The Schwarzlose Model 1898 Pistol Was Way Ahead of Its Time
So far ahead that customers rejected it
by MATTHEW MOSS
Schwarzlose is a name that most will associate with the M1907 medium machine gun that the Austro-Hungarian army used in World War I.
But there’s another Schwarzlose gun. In 1898, Andreas Wilhelm Schwarzlose completed a truly advanced pistol design that was well ahead of its contemporaries in design and ergonomics.
Schwarzlose was Prussian. As a young man he served as a gunner and armorer in the Austro-Hungarian army before training at the National Ordnance College and setting up his own company, A.W. Schwarzlose G.m.b.H., in Berlin in 1897.
Schwarzlose filed his first patent for the design in Britain in 1898 and got his U.S. patent in 1902 as production in Berlin was just beginning. The design evolved between the two patents, with the first showing a small bolt handle on the left-hand side of the bolt — a feature Schwarzlose later replaced with a T-bar charging-handle.
Additionally, the early patent describes an accelerator which, in theory, would have ensured that the action cycled. However, the 7.63-by-25-millimeter Mauser ammunition that the pistol used proved to be more than powerful enough to cycle without an accelerator — and Schwarzlose removed this design element by the time of the second patent in January 1898.
Schwarzlose meant his M1898 — sometimes called the “Standard” or “Standart” — to be purely a pistol and not a pistol-carbine like many of its contemporaries, including the C-96 Mauser.
As such, there was no provision for one of the holster stocks that were popular at the time. There are at least two extant examples of the pistol with a slot cut in the back strap to fit a holster stock, but this was not present on the majority of the guns.
The pistol’s grip angle was highly ergonomic, making it very pointable.
Another aspect of the design that was very advanced for the time was its controls. The M1898 had both a slide release lever to the rear of the receiver — the pistol locked open upon emptying the magazine — and a safety that could be thumb-operated, with down being safe and up being fire.
Unlike rival pistols, the controls were accessible without the firer altering his grip.
The pistol had an overly-complex sight — which was typical of the period. It rotated for graduations from 100 meters to 500 meters. The gun fed from a seven-round box magazine loaded into the grip, and fired Mauser’s 7.63-by-25-millimeter round.
It was striker-fired and used a short recoil system with a four-lug rotating bolt locking the action. This was unlocked by the barrel-and-bolt assembly’s recoil as it traveled rearward, with the bolt being cammed by a stud in the wall of the frame.
Another modern feature of the pistol was that its main spring acted as a recoil spring, a striker spring and an extractor spring.
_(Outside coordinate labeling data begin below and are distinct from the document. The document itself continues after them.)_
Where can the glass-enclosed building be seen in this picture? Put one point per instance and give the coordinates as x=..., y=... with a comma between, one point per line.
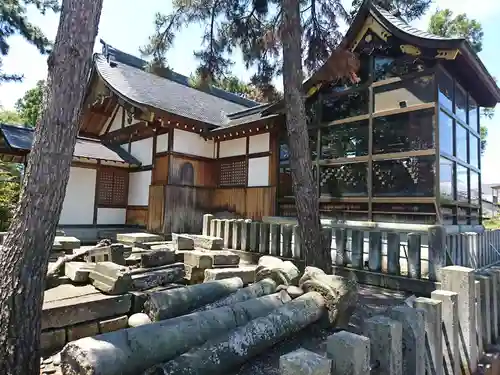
x=403, y=143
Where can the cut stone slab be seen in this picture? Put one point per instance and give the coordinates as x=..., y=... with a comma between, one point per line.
x=137, y=238
x=67, y=242
x=111, y=278
x=304, y=362
x=156, y=258
x=246, y=273
x=114, y=324
x=67, y=305
x=78, y=272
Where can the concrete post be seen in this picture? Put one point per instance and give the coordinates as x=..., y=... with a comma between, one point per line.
x=393, y=243
x=275, y=230
x=287, y=233
x=357, y=248
x=386, y=337
x=207, y=218
x=340, y=247
x=433, y=336
x=236, y=237
x=414, y=243
x=245, y=235
x=304, y=362
x=437, y=251
x=461, y=280
x=412, y=321
x=375, y=252
x=350, y=353
x=264, y=238
x=449, y=331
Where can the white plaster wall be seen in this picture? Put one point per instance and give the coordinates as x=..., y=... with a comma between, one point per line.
x=138, y=188
x=162, y=143
x=192, y=144
x=143, y=150
x=233, y=147
x=78, y=204
x=258, y=171
x=258, y=143
x=111, y=215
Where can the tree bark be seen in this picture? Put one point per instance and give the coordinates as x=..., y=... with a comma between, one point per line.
x=25, y=254
x=304, y=187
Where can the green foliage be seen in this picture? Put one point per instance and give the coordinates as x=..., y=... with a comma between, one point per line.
x=30, y=105
x=13, y=21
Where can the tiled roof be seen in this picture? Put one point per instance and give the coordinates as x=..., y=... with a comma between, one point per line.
x=21, y=138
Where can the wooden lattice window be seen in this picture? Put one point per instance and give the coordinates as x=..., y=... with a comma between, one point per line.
x=233, y=173
x=112, y=187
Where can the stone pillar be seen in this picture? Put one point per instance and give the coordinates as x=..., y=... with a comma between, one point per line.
x=275, y=230
x=236, y=237
x=228, y=233
x=287, y=234
x=449, y=331
x=207, y=218
x=437, y=251
x=433, y=334
x=254, y=236
x=304, y=362
x=412, y=321
x=245, y=235
x=264, y=238
x=340, y=247
x=375, y=252
x=386, y=337
x=350, y=353
x=414, y=255
x=357, y=248
x=393, y=243
x=297, y=247
x=461, y=280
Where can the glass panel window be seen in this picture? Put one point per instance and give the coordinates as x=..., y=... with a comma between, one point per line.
x=474, y=150
x=447, y=179
x=403, y=132
x=344, y=141
x=474, y=187
x=446, y=91
x=461, y=104
x=445, y=133
x=344, y=106
x=461, y=142
x=344, y=180
x=462, y=184
x=404, y=177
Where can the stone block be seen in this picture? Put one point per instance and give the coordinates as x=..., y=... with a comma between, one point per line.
x=156, y=258
x=111, y=278
x=304, y=362
x=68, y=243
x=78, y=272
x=385, y=336
x=82, y=330
x=113, y=324
x=53, y=339
x=182, y=242
x=67, y=305
x=350, y=353
x=246, y=273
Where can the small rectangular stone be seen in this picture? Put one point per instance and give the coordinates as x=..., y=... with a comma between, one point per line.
x=114, y=324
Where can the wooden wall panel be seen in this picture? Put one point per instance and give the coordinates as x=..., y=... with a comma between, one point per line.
x=192, y=171
x=137, y=215
x=156, y=208
x=160, y=170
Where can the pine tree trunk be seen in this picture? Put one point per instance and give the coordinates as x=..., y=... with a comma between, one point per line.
x=304, y=186
x=25, y=254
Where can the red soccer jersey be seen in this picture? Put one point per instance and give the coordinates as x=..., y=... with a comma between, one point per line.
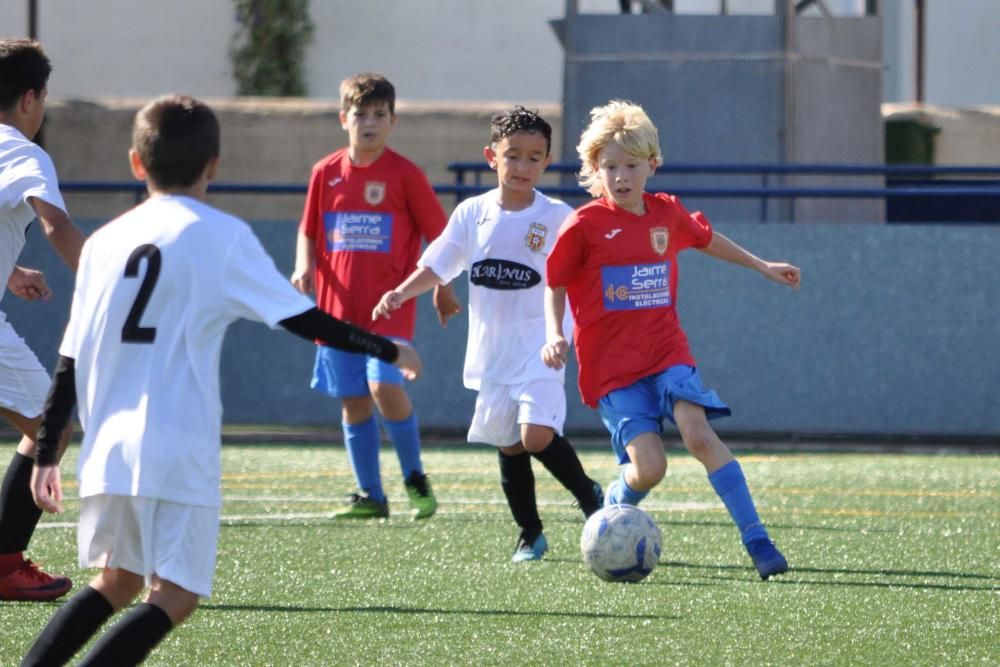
x=620, y=273
x=367, y=224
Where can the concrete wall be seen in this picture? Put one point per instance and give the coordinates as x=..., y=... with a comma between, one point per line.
x=726, y=89
x=894, y=332
x=471, y=50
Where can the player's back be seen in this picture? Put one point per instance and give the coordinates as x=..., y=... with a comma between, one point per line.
x=155, y=291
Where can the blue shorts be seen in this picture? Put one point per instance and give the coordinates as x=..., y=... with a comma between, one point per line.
x=346, y=374
x=641, y=407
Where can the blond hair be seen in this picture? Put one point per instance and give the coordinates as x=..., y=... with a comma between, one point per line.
x=621, y=122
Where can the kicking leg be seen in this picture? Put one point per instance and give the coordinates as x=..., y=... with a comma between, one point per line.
x=518, y=483
x=726, y=477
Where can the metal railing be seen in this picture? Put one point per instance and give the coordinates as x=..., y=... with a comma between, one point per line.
x=902, y=181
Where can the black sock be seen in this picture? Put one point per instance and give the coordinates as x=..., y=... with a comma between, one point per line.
x=69, y=629
x=131, y=639
x=518, y=483
x=18, y=512
x=560, y=459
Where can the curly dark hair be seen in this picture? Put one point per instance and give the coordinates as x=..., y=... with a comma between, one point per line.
x=23, y=67
x=519, y=119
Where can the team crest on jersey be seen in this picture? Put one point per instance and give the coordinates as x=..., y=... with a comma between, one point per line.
x=659, y=237
x=374, y=192
x=536, y=236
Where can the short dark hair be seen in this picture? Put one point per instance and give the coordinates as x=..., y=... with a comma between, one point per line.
x=176, y=136
x=519, y=119
x=23, y=67
x=365, y=89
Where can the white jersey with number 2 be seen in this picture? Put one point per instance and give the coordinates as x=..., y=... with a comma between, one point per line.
x=155, y=291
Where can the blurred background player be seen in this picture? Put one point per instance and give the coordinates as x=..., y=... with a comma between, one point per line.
x=29, y=189
x=502, y=238
x=366, y=212
x=616, y=258
x=156, y=290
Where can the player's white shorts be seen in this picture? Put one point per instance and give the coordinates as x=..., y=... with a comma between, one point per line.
x=502, y=408
x=147, y=536
x=24, y=383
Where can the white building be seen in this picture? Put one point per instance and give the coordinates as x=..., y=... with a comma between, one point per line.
x=467, y=50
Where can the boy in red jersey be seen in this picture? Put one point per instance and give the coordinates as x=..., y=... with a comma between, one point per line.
x=366, y=212
x=616, y=260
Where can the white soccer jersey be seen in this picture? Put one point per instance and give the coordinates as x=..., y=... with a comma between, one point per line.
x=504, y=253
x=25, y=171
x=155, y=291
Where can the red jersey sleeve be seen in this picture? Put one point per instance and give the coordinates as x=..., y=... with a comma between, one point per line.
x=692, y=230
x=423, y=205
x=567, y=255
x=311, y=213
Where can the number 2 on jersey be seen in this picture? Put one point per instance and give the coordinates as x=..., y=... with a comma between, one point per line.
x=132, y=332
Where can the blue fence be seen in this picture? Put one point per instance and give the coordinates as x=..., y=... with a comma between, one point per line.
x=913, y=193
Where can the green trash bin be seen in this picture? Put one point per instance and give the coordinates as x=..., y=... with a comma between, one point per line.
x=909, y=141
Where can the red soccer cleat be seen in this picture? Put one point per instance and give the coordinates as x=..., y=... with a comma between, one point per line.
x=28, y=583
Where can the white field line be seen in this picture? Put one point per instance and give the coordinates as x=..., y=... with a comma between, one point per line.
x=448, y=506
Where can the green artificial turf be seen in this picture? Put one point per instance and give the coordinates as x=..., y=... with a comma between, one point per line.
x=895, y=557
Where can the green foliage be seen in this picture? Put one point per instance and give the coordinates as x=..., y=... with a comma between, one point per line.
x=893, y=563
x=268, y=49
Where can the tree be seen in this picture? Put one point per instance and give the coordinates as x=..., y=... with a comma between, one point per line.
x=268, y=49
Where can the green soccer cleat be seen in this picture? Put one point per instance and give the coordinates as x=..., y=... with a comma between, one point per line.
x=525, y=552
x=422, y=500
x=364, y=507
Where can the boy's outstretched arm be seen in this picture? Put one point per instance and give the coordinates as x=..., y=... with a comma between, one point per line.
x=65, y=237
x=46, y=484
x=303, y=278
x=556, y=349
x=446, y=303
x=780, y=272
x=418, y=282
x=314, y=324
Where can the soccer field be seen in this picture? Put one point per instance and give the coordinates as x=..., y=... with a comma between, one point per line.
x=895, y=561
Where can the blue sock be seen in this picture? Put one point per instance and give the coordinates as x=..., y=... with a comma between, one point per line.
x=362, y=441
x=405, y=436
x=622, y=493
x=729, y=482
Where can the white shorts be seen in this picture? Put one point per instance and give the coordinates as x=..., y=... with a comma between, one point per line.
x=502, y=408
x=147, y=536
x=24, y=383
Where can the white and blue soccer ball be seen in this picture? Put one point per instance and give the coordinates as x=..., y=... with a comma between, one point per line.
x=621, y=543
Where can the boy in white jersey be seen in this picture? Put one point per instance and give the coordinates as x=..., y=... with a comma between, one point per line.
x=29, y=189
x=155, y=292
x=502, y=238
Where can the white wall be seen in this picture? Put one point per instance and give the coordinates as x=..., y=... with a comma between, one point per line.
x=472, y=50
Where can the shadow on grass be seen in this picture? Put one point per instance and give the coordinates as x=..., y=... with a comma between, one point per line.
x=792, y=577
x=419, y=610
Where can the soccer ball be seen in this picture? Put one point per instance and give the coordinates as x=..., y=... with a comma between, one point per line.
x=621, y=543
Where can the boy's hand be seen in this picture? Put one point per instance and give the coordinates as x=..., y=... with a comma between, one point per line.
x=446, y=303
x=408, y=361
x=783, y=273
x=302, y=280
x=554, y=353
x=28, y=284
x=390, y=301
x=46, y=488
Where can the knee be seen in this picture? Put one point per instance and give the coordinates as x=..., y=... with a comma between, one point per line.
x=648, y=473
x=701, y=441
x=177, y=602
x=536, y=442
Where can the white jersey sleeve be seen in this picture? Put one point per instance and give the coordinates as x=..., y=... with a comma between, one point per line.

There was also an additional “barrel spring” that arrested some of the barrel’s rearward motion, absorbing much of the energy.
The pistol’s primary design shortcoming was that, if the pin or loop holding the bolt in place sheared, the bolt assembly and barrel could — in theory — slide off the frame under recoil and smack the operator. Ouch.
The M1898 was an extremely elegant design for the period. However, manufacturing it must have been prohibitively expensive. The construction of the pistol would have required highly-skilled machining. The bolt, for example, was milled as a single piece.
As a result, fewer than 1,000 of the guns were ever made, and today only serial numbers below 500 are common. The Boers purchased a few during the Second Anglo-Boer War. However, commercial and military interest was minimal — and DWM’s Luger soon totally overtook it.
Schwarzlose apparently sold the remaining pistols to Russian socialist — not Communist — revolutionaries in 1904 or 1905 for their planned revolution. However, authorities intercepted the shipment and reportedly issued the guns they confiscated to customs officers and border guards.
While the Model 1898 proved to be a commercial failure, Schwarzlose continued to develop his pistol designs, next turning to a toggle-locked design he called the Model 1900.
This, too, failed to find traction. However, his work with toggle-locks would bear fruit with the M1907 machine gun.
Undeniably advanced for its day, Schwarzlose’s M1898 was the victim of its complexity and elegance and its maker’s limited resources compared to Mauser and DWM. Schwarzlose’s company continued to manufacture firearms until 1919, when the Allied Disarmament Commission closed the factory.
Schwarzlose then worked as a freelance firearms consultant until he died in 1936 at the age of 69.